Kapitel 2: Das Ziel der Chilereise und Fichtes Sprachgebrauch
Dieses Kapitel beleuchtet Fichtes Motivation für die Chilereise und analysiert seinen Sprachgebrauch. Es wird deutlich, dass Fichtes Reisen nicht nur der Flucht vor der Enge und Gefangennahme in der Heimat dienen, sondern auch der Selbstfindung und der Auseinandersetzung mit dem Fremden.

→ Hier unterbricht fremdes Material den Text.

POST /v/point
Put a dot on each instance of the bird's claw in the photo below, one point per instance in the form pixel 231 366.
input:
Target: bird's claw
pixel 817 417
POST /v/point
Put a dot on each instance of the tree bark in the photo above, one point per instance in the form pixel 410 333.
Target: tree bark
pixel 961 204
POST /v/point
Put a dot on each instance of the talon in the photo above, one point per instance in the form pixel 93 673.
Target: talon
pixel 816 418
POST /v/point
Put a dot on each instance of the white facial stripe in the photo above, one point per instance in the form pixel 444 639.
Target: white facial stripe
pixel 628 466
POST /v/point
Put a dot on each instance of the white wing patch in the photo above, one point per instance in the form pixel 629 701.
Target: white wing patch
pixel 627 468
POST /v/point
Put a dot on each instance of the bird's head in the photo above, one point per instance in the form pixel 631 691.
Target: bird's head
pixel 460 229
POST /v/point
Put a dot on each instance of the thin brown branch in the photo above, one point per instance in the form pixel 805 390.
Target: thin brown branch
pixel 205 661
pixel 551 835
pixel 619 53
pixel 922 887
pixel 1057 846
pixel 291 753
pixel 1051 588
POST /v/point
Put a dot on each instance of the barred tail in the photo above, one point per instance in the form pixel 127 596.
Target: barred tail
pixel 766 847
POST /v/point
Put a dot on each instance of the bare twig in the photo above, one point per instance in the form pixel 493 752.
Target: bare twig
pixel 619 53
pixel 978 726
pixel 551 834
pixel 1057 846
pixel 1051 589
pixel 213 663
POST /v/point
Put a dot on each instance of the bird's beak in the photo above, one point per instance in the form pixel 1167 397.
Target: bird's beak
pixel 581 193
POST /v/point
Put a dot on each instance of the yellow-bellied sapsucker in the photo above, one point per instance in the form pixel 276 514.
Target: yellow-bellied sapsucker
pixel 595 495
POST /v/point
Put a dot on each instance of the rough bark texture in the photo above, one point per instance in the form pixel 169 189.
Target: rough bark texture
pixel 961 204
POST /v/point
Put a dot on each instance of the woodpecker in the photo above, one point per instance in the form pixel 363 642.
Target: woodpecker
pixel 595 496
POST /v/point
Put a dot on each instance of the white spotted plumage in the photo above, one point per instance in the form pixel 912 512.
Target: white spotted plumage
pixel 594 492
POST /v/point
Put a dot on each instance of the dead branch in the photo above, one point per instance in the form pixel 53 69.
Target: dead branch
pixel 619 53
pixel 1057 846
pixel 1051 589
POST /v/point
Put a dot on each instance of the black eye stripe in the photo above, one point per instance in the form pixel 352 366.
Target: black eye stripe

Kapitel 3: Fichtes Darstellungsformen zwischen Feature, Collage und Interview
Dieses Kapitel untersucht Fichtes journalistische Darstellungsformen und stellt die Unterschiede zwischen Feature, Collage und Interview dar. Es zeigt, wie Fichte in seinen Arbeiten verschiedene Formate und Stilmittel einsetzt, um seine Eindrücke und Erkenntnisse zu vermitteln.
Kapitel 4: Santiago Chile – Ein Radiofeature von Hubert Fichte
Hier wird Fichtes Radiofeature "Santiago Chile" analysiert. Das Kapitel untersucht die Struktur des Features, die Sprache und den Stil sowie Fichtes Eindrücke von Chile.
Kapitel 5: Allende und die Situation der Gefangenen – Zwei Interviews von Fichte
Dieses Kapitel analysiert Fichtes Interviews mit Salvador Allende und Carlos Jorquera. Es untersucht die Interviewsituation, den Inhalt der Gespräche sowie Fichtes Fragestellungen und Interpretationen.
Schlüsselwörter
Die Arbeit beschäftigt sich mit den Themenfeldern Journalismus, Literatur, Sprache, Identität, Reisen und Fremdheit. Zentral sind dabei die Arbeiten Hubert Fichtes, insbesondere seine Chilereise, das Radiofeature "Santiago Chile" und das Interview mit Carlos Jorquera. Weitere wichtige Begriffe sind: Interview, Feature, Collage, politische Situation in Chile, Salvador Allende.